In Oelsnitz platzt der tibetische Knoten

Knüpfkunst vom Dach der Welt lockt in die neue Sonderausstellung "Drumze -Tibetische Teppiche" ins Teppichmuseum auf Schloss Voigtsberg. Zur Eröffnung Samstagabend erfreuten exotische Klänge, kluge Worte und der Duft von "Tsampa".

Von Renate Wöllner

Oelsnitz Freue dich am Glück eines schönen Tages, denn wer weiß schon, was die nächsten Tage bringen. Dundur Donkar (tibetische Gitarre) gab den zahlreichen Gästen zuvor ein wenig Einblick in das Lied, das Gendun S. Bhutia auf Tibetisch vortrug. Die Gäste, angetan mit Seidenschal, ließen sich ergreifen von der fernöstlichen Atmosphäre und spendeten reichlich Beifall. "Tibet zu Gast in Oelsnitz" hieß OB Mario Horn willkommen.


Den Kontakt zu dem Tibetologen und Landeskenner Dr. Franz Xaver Erhard, dessen Frau Tsering Lhamo Sammlerin ist, hatte Dagmar Zimmermann von der Oelsnitzer Kultur GmbH geknüpft. "Tibetische Freunde haben geholfen, die Objekte trotz widriger Lage aus Tibet hierher zu bringen", berichtete der Experte von der Universität Leipzig. Beigetragen zur Ausstellung hat auch der Berliner Teppichhändler Thomas Wild von der Galerie Wildcarpets mit einem Teil seiner Kollektion.
Als 1980 die Isolation Tibets als Teil der Volksrepublik China vorerst endete, gewannen internationale Sammler und Händler Interesse am tibetischen Teppich, informierte Erhard in seinem Vortrag. Gefragt waren insbesondere wertvolle antike Stücke. Die Szene traf sich im legendären Hotel "Snowland" in Lhasa und auf dem zentralen Markt, dem Barkhor. "Jetzt ist Tibet wieder aufgrund restriktiver Politik nahezu vollständig isoliert", erklärte der Experte. Das Abkommen mit China, welches Tibet eigentlich Autonomie und Religionsfreiheit garantiert, wurde vor 70 Jahren geschlossen.

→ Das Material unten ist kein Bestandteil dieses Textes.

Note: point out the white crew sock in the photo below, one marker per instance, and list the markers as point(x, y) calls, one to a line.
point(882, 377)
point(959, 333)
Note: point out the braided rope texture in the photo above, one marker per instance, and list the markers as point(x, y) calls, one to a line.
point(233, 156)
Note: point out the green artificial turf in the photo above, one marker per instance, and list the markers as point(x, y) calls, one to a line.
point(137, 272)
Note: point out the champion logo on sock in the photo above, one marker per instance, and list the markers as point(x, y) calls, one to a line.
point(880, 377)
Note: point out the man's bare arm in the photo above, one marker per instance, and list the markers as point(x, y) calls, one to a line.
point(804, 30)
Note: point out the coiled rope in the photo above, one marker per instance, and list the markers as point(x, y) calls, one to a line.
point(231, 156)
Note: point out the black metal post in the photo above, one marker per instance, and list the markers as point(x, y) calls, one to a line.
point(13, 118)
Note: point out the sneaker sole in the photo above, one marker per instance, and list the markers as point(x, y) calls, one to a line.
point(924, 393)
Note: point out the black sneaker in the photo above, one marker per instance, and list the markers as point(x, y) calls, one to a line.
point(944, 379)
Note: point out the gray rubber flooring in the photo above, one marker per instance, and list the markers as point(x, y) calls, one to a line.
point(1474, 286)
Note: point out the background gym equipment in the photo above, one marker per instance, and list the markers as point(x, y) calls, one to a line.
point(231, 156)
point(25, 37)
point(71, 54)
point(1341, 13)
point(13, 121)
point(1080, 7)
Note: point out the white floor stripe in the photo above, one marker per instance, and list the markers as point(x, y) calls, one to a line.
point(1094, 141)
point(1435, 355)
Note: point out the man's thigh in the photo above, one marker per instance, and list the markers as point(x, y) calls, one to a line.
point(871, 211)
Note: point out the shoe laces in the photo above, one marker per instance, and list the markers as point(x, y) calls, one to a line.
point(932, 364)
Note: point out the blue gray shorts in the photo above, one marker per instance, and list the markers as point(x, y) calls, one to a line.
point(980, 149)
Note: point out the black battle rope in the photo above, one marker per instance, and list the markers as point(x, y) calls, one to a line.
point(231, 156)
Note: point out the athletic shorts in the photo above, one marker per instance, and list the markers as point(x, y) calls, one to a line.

"Drumse - das ist der franzenbesetzte, hochflorige tibetische Teppich, der - dank alter Texte und dem Radio-Carbon-Dating - seit dem 13. Jahrhundert nachweisbar ist, sagt Erhard. Typisch für die alte Handwerkstechnik auf sehr einfachen Webstühlen ist das Knüpfen mit der Knüpfstange. Die Schlinge wird dabei nicht nur um den Kettfaden, sondern zusätzlich um die Knüpfstange gezogen und zum Schluss aufgeschnitten. Anfänge gehen auf Einflüsse durch die Seidenstraße ins vierte bis sechste Jahrhundert zurück. "Heute ist der tibetische Teppich weltweit zum erfolgreichen Produkt geworden bis hin zum hochklassigen, handgeknüpften Designerstück mit dem tibetischen Knoten", schätzte Erhard ein. Anliegen der Ausstellung mit ihrem kleinen Ausschnitt von Exemplaren sei es, seine Ursprünge und Metamorphosen zu beschreiben.


Präsentiert werden außergewöhnliche Stücke wie der älteste bisher nachgewiesene klösterliche Thron- und Sitzteppichteppich aus Tibet, ein Wangden-Teppich aus dem 16. Jahrhundert, Khamdrums als Vertreter der säkularen Teppiche für den Alltagsgebrauch, Kapshöpa-Teppiche als Vertreter für den stilistischen Umbruch im 19. Jahrhundert. Bevorzugtes Material ist die Yak-Wolle.


In der Führung mit beiden Kuratoren lernten die Besucher Unterschiede zwischen Kloster- und Alltagsteppich sowie ikonische Muster wie den ewigen Knoten. Auch das später okkupierte Hakenkreuz zählt zu den uralten Zeichen. Die Ausstellung, die bis Ende 2022 geöffnet bleibt, zeigt die textilen Kunstwerke in typischen Interieurs. Parallel dazu werden Erläuterung zur Kultur- und Sozialgeschichte Tibets, seiner Religion und politischen Entwicklung gegeben. "Die Ausstellung betritt damit wissenschaftliches Neuland", stellt der Oelsnitzer Kulturchef Daniel Petri fest, welcher auch auf den Katalog verweist.


Im Bild bleiben und sich stilsicher stärken, konnten sich die Besucher im Anschluss mit Tsampa, fettgebacken von der Tibeterin Tsering Lhamo. Dazu gereicht wurde tibetischer schwarzer Tee - mit Butter, Milch und Salz - dem Energie-Getränk für Leute in großer Höhe.